Der Infrastrukturindex bewertet, wie gut Städte in den Bereichen Forschung und Bildung, Verkehr und digitale Netze sowie Klimaresilienz aufgestellt sind. Potsdam erreicht hier Spitzenwerte, etwa bei der Dichte von Hochschulen, der Forschungslandschaft und der digitalen Vernetzung.

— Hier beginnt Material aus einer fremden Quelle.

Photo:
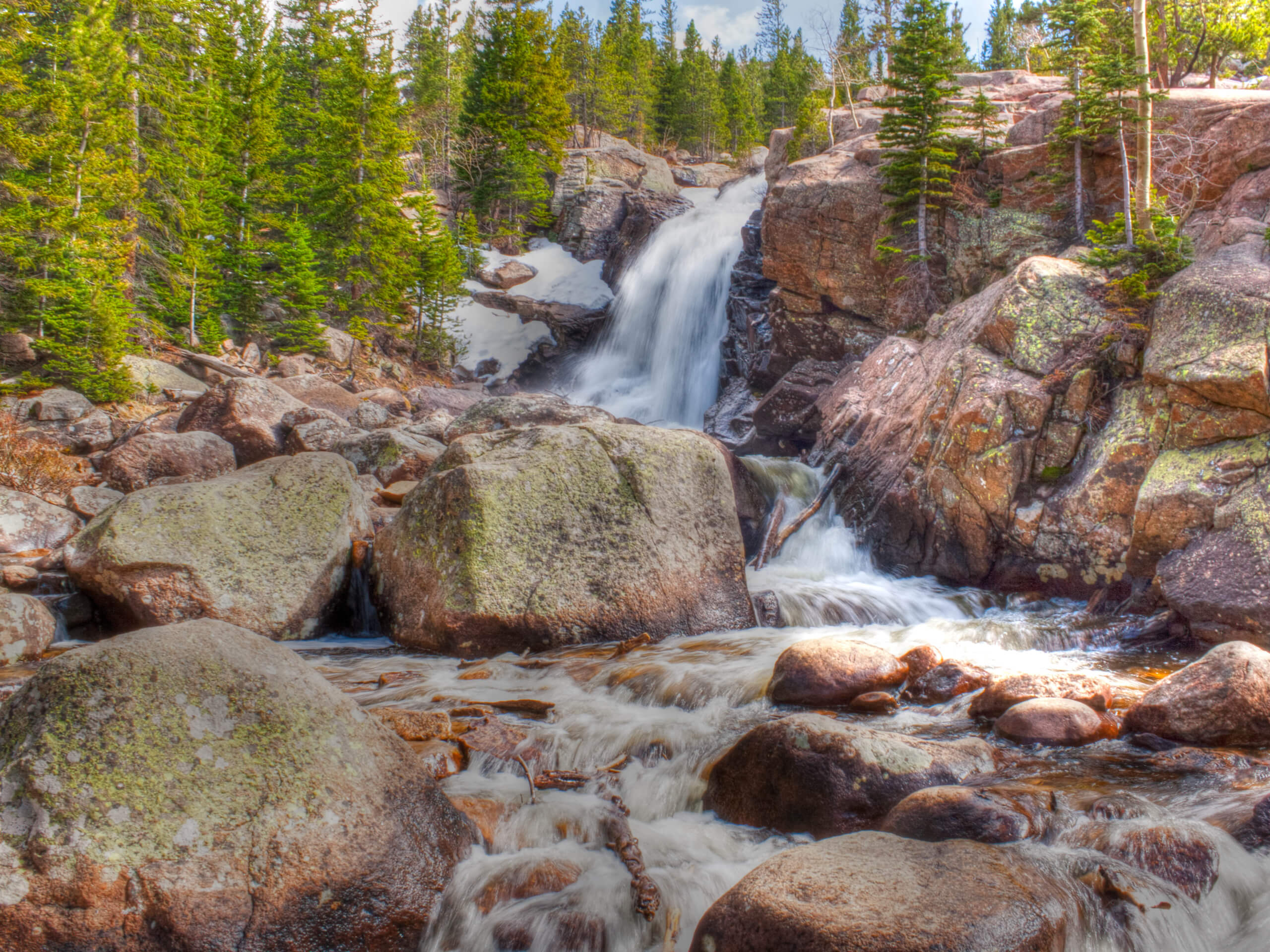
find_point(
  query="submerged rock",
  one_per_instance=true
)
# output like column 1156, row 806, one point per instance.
column 264, row 547
column 1055, row 721
column 833, row 672
column 1221, row 700
column 879, row 892
column 564, row 535
column 999, row 814
column 196, row 786
column 1012, row 690
column 813, row 774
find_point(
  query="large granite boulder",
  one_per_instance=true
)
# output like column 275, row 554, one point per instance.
column 811, row 774
column 27, row 629
column 1221, row 700
column 198, row 787
column 879, row 892
column 266, row 547
column 163, row 459
column 28, row 522
column 563, row 535
column 247, row 413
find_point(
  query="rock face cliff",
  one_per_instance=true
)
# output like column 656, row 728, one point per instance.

Auch in den weiteren Auswertungen des Städterankings steht Potsdam gut da: Im Niveauranking liegt die Stadt mit 54,2 Punkten auf Platz 19, im Dynamikranking mit 53,2 Punkten auf Platz 12. In allen drei Wertungsbereichen ist Potsdam damit die bestplatzierte Großstadt in den ostdeutschen Ländern.
Zukunftsfähiger Standort für Wissenschaft und Innovation
Grit Schkölziger, SPD-Co-Fraktionsvorsitzende: “Damit wird bestätigt, was wir als SPD schon lange betonen: Potsdam ist ein leistungsstarker, attraktiver und zukunftsorientierter Standort.”
Nico Marquardt, SPD-Co-Fraktionsvorsitzender: “Die starke Infrastrukturbewertung zeigt, dass Potsdam hervorragende Rahmenbedingungen für Forschung, Lehre und wissensintensive Branchen bietet und unsere Stadt als Standort für Innovation, Technologie und nachhaltige Entwicklung weiter profiliert. Mit dem neuen Campus am Brauhausberg werden wir diese Stärke als SPD-Fraktion weiter gezielt ausbauen.“
Denise Leonhardt, stellvertretende Fraktionsvorsitzende und Mitglied im Bauausschuss: „Eine gute Infrastruktur darf nicht darüber hinwegtäuschen, dass Mieten und Immobilienpreise vielerorts stark steigen. Wir müssen dafür sorgen, dass Wohnen für alle Menschen in Potsdam bezahlbar bleibt – gerade für Familien, Menschen mit geringem Einkommen“
Frank Reich, stellvertretender Fraktionsvorsitzender und Mitglied im Bauausschuss: „Erfolgreiche Infrastrukturpolitik entsteht dort, wo Politik, Verwaltung und Stadtgesellschaft langfristig zusammenarbeiten. Wir werden diesen Kurs fortsetzen.“
Der Infrastrukturindex würdigt Klimaresilienz und Verkehr, doch eine echte soziale und klimafreundliche Mobilitätswende braucht mehr: bezahlbaren, verlässlichen Nahverkehr, sichere Rad- und Fußwege sowie barrierefreie Angebote für alle.
„Die gute Gesamtlage darf nicht dazu führen, dass bestimmte Quartiere übersehen werden. Eine gezielte Stadtentwicklungspolitik muss eine hohe Lebensqualität in allen Stadt- und Ortsteilen gewährleisten“, so Leonhardt weiter.